France was the first country in Europe to ban Islamic face veils, almost a decade ago. Countries such as The Netherlands, Belgium, Bulgaria, Switzerland, Italy, Denmark and Chad have banned the burqa.

The report suggested that the police should have the power to ask anyone wearing a face covering in a public place to take off such clothing to establish the identity of the person.

If such a request is not complied with, police should have the power to arrest the individual without a warrant, the report said.
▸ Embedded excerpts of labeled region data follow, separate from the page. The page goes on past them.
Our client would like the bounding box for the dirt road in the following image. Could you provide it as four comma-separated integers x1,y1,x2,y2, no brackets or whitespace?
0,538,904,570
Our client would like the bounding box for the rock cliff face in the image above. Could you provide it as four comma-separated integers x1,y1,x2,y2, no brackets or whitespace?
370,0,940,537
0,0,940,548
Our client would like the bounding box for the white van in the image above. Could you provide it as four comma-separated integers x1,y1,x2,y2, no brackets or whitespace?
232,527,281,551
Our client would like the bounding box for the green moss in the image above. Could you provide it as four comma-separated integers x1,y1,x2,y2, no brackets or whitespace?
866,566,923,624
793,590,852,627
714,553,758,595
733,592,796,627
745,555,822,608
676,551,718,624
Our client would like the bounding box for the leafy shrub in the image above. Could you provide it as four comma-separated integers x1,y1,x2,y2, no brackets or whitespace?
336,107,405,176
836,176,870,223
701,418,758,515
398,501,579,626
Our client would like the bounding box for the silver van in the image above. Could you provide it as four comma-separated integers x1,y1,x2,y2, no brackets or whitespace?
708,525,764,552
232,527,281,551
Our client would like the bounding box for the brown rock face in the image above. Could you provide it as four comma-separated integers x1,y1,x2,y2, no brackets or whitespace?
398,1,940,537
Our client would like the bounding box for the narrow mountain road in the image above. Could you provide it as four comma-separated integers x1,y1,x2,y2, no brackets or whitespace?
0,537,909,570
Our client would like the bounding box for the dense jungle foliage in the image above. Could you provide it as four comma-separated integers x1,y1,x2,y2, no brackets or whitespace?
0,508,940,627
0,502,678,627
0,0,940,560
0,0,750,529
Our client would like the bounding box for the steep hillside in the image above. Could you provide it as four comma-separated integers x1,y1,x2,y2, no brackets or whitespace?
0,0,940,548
It also recommended the country’s Election Commission to enact legislation to suspend the registration of political parties on an ethnic and religious basis.

The report states that all students studying in madrassas should be absorbed into the normal school system under the Ministry of Education within three years.

The report also proposes to establish a special committee to regulate the madrasas under the Department of Muslim Religious and Cultural Affairs.

Islam is a minority religion in Sri Lanka. Around 9.7% of the Sri Lankan population practice Islam. As many as 1,967,227 persons adhere to Islam as per the census of 2012, official data said.

Last year, nine suicide bombers belonging to local Islamist extremist group National Thawheed Jamaat (NTJ) have carried out a series of devastating blasts in three churches and three luxury hotels on the Easter Sunday, killing 258 people, including 11 Indians.